Fadli Zon pun memastikan sudah menempuh jalan yang ada, termasuk melaporkan ke KPU dan Bawaslu agar masalah-masalah kecurangan yang terjadi di sejumlah daerah, dapat diselesaikan terlebih dahulu.
Namun, lanjutnya, pihak KPU tak menggubris tuntutan yang merupakan hak konstitusional pihak kubu Prabowo-Hatta.

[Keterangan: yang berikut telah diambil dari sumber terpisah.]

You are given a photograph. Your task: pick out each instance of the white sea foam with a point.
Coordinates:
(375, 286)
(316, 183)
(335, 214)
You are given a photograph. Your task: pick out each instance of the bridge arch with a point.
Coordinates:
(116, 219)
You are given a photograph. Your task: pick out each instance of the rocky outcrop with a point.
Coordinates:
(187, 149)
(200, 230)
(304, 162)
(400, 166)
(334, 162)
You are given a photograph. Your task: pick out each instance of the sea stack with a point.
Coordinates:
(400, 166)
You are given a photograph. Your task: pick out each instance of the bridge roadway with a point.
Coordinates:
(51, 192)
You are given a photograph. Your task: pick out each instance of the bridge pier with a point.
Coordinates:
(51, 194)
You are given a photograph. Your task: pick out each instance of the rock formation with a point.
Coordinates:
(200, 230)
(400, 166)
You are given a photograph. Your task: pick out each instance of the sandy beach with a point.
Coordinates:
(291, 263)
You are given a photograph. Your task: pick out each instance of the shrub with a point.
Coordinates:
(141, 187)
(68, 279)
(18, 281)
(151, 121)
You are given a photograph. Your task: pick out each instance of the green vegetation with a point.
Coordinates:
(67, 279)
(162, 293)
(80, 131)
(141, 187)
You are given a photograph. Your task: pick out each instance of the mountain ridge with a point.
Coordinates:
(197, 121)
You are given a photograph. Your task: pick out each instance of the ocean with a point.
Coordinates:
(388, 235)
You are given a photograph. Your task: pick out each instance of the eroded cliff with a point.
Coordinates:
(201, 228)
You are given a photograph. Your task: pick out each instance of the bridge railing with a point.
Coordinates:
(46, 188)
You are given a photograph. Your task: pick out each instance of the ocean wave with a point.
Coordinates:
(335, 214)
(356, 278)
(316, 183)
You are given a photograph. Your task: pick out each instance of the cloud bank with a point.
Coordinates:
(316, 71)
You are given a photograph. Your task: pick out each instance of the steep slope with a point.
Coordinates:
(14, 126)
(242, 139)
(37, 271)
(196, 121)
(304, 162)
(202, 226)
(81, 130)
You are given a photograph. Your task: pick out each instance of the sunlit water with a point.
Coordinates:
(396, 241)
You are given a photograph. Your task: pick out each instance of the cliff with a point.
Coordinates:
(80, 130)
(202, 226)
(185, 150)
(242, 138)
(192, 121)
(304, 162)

Sehingga Pilpres ini tidak sesuai dengan azas mandiri, jujur, adil, kepastian hukum, tertib, kepentingan umum, keterbukaan, proporsionalitas, dan akuntabilitas.
Kata Fadli, capres-cawapres Prabowo-Hatta menolak pelaksanaan Pilpres 2014 yang cacat hukum dan menarik diri dari proses yang sedang berlangsung. Namun perlu ditegaskan, bahwa Prabowo-Hatta tidak mengundurkan diri dari pencalonan, namun menarik diri dari proses penetapan rekapitulasi suara yang dilaksanakan KPU.
"Selanjutnya, kami meminta kepada saksi-saksi Tim Prabowo-Hatta yang mengikuti rekapitulasi di KPU tidak melanjutkan proses tersebut," demikian Fadli menjelaskan.